Antara Plat Kendaraan dan Langkah Kaki yang Hilang, ASN Aceh di Sumut Ajak Masyarakat Belajar Melangkah Kembali

Ilustrasi seputar Artikel Rahmat Nur ASN Aceh yang sedang menjalankan pendidikan S2 di Sumatera Utara.*

MEDAN | NANGGROENEWS.com – Di tengah maraknya perdebatan publik soal wacana perubahan plat kendaraan dari BL ke BK yang disampaikan Gubernur Sumatera Utara, seorang Aparatur Sipil Negara (ASN) asal Aceh yang sedang menjalani tugas belajar di Sumatera Utara justru menyoroti persoalan yang lebih mendasar: kebiasaan masyarakat yang kian jarang berjalan kaki.

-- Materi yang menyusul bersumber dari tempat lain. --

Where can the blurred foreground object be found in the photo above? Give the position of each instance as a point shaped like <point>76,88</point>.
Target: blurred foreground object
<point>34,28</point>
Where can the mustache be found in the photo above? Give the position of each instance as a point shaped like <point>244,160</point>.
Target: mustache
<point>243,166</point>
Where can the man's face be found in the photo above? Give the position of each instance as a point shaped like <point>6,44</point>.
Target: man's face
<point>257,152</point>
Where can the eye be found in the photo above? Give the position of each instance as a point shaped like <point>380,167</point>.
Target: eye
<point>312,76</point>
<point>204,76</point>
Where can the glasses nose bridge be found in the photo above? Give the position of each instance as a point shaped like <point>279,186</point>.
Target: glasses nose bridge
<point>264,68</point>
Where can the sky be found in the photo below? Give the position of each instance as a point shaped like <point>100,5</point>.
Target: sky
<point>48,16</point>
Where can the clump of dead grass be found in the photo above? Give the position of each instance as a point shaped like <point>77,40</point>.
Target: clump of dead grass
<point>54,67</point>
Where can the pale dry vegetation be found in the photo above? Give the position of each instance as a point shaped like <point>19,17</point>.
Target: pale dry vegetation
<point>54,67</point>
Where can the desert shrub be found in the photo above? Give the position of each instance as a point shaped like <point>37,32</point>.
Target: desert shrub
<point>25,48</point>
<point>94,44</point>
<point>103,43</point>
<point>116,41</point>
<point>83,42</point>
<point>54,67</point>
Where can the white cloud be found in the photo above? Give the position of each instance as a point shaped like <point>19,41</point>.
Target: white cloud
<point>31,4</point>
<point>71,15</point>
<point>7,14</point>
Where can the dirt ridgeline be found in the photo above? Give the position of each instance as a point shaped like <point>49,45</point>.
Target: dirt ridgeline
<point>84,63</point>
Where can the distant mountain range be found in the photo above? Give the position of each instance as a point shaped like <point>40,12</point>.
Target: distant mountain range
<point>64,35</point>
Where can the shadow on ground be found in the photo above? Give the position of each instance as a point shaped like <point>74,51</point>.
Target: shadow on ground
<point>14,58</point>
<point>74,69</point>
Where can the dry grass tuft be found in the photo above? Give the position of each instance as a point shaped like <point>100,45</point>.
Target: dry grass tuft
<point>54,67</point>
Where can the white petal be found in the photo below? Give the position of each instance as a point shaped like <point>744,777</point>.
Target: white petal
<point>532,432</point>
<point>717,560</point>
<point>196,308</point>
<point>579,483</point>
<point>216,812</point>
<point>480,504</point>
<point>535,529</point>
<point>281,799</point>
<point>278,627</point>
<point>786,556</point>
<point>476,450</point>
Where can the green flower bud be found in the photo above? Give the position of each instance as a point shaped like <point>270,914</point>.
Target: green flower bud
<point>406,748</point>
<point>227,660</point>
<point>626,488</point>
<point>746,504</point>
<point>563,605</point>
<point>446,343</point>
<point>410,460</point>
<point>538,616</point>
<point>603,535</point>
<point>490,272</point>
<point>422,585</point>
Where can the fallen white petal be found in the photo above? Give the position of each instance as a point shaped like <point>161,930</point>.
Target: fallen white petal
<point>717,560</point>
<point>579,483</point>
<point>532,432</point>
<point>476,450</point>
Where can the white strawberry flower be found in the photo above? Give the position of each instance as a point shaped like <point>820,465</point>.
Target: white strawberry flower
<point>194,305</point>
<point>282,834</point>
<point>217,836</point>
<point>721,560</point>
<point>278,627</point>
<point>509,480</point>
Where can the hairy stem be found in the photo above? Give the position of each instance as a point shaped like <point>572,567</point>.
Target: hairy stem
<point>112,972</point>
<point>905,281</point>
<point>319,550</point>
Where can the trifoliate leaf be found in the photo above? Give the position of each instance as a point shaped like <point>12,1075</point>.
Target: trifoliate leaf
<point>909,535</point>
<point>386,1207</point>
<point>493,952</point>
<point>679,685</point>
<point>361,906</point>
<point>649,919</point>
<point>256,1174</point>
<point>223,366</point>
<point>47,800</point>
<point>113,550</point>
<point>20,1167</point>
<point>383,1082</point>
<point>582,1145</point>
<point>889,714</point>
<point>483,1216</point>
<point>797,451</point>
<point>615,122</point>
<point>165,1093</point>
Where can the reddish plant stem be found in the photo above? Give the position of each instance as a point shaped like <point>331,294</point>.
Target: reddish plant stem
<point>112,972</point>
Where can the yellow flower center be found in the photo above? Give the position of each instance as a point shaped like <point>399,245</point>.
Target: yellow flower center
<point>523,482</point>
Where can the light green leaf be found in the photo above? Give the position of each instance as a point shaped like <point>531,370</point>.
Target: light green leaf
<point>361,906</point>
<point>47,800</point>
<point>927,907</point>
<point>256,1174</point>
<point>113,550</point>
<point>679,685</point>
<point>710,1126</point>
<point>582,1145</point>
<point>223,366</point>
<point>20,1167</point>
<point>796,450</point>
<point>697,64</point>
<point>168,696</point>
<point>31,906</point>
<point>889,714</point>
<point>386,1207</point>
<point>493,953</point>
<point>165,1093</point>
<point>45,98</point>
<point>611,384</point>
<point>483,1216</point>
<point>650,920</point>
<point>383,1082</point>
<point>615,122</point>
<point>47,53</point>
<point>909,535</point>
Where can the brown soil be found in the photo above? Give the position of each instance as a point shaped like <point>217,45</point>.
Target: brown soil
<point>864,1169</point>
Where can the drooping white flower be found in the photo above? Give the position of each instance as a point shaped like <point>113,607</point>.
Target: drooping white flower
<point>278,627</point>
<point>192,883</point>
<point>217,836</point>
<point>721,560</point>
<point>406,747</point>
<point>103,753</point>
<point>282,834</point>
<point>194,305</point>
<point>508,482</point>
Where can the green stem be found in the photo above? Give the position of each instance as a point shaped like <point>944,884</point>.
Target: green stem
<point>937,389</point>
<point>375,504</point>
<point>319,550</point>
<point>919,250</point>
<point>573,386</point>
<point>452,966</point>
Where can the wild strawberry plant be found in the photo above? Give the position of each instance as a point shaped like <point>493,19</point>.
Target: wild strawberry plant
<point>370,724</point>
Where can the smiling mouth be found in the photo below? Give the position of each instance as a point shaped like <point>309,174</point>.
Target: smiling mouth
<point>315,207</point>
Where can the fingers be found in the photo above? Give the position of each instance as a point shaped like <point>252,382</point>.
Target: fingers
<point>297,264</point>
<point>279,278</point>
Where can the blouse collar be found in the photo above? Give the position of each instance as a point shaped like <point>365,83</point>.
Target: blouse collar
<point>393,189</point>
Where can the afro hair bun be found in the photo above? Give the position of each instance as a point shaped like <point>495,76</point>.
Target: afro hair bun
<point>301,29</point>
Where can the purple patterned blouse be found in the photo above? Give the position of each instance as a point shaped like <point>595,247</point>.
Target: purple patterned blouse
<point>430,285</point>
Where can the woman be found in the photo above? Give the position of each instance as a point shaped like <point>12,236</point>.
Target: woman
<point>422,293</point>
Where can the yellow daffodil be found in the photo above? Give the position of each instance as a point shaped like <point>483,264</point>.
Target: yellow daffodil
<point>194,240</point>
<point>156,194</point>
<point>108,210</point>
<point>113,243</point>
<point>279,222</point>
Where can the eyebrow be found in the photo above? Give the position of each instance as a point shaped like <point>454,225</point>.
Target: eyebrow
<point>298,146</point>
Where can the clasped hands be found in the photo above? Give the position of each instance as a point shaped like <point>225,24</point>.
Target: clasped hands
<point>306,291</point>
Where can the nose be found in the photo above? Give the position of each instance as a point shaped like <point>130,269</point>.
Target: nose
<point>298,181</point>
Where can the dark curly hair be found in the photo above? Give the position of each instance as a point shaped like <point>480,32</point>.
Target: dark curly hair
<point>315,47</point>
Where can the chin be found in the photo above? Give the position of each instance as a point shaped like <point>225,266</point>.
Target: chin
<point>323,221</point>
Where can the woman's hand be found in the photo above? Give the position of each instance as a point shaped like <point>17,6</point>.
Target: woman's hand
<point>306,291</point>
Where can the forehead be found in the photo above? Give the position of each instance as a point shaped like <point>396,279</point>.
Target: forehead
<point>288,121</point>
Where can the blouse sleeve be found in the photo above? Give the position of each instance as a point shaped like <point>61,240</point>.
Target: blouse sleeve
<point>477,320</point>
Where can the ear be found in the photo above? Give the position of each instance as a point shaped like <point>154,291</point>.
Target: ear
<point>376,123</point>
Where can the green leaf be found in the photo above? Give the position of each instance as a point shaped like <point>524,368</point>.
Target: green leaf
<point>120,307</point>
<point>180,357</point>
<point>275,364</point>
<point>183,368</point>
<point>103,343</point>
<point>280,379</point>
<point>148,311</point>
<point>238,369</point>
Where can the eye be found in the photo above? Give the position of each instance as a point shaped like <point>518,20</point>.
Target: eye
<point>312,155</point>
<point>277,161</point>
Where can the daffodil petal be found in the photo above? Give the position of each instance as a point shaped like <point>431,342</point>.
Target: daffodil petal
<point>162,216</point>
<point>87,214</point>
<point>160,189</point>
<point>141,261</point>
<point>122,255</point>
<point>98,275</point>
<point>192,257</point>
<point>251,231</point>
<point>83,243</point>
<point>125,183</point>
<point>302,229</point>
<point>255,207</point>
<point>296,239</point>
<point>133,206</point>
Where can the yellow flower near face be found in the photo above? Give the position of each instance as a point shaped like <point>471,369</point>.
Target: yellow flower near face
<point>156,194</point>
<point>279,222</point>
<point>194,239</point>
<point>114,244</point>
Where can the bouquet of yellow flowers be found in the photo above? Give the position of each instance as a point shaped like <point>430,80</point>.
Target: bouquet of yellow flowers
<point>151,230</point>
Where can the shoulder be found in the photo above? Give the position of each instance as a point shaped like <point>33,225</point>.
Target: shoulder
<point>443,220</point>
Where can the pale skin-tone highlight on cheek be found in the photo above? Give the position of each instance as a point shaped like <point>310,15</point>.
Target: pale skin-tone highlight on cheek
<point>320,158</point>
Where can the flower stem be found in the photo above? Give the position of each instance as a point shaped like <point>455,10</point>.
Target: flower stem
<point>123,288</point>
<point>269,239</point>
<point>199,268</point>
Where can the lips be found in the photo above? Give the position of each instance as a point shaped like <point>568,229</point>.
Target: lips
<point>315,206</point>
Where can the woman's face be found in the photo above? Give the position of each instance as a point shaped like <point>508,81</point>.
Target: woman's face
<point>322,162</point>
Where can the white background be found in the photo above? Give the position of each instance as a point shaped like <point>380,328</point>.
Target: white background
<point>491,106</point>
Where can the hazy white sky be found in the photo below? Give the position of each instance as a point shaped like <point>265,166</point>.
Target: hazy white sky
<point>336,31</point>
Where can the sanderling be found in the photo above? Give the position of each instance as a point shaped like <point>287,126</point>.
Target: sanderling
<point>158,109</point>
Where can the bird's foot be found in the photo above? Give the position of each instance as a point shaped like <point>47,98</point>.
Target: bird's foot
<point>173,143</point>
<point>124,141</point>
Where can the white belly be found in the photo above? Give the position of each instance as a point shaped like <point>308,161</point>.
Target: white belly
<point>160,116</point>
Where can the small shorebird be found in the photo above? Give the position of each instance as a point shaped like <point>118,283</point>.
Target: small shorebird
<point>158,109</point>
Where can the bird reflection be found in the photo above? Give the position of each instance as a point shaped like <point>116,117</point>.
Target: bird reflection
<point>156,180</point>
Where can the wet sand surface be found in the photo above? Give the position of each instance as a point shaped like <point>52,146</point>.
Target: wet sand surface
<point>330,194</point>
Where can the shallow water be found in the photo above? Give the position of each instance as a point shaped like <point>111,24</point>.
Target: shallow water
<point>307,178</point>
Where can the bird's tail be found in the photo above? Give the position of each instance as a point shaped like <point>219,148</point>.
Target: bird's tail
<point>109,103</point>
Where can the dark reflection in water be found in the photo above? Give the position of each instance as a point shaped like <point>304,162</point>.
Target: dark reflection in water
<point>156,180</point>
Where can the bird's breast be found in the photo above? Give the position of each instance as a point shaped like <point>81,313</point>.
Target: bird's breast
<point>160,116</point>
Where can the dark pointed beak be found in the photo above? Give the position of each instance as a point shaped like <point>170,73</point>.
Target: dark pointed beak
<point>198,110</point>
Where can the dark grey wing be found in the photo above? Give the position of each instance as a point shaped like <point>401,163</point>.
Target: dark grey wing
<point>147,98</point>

‎ASN tersebut, Rahmat Nur, dalam refleksinya menyebut bahwa perdebatan seputar plat kendaraan seharusnya tidak membuat masyarakat lupa pada nilai-nilai kehidupan sederhana di ruang publik, termasuk budaya berjalan kaki. Ia menilai, masyarakat kini terlalu sibuk memperdebatkan identitas daerah melalui kendaraan bermotor, namun jarang memikirkan bagaimana manusia seharusnya melangkah dengan kesadaran.

“Kita terlalu sibuk memperdebatkan plat kendaraan, tetapi jarang memikirkan bagaimana kita bergerak sebagai manusia,” ujarnya dalam tulisannya yang berjudul Antara Plat Kendaraan dan Langkah Kaki yang Hilang.

Rahmat mengamati, di banyak kota di Aceh maupun Sumatera Utara, trotoar kini rusak dan tidak berfungsi sebagaimana mestinya. Jalur pejalan kaki kerap dipenuhi parkiran dan pedagang kaki lima, sementara masyarakat lebih memilih menggunakan kendaraan bermotor meski hanya menempuh jarak ratusan meter.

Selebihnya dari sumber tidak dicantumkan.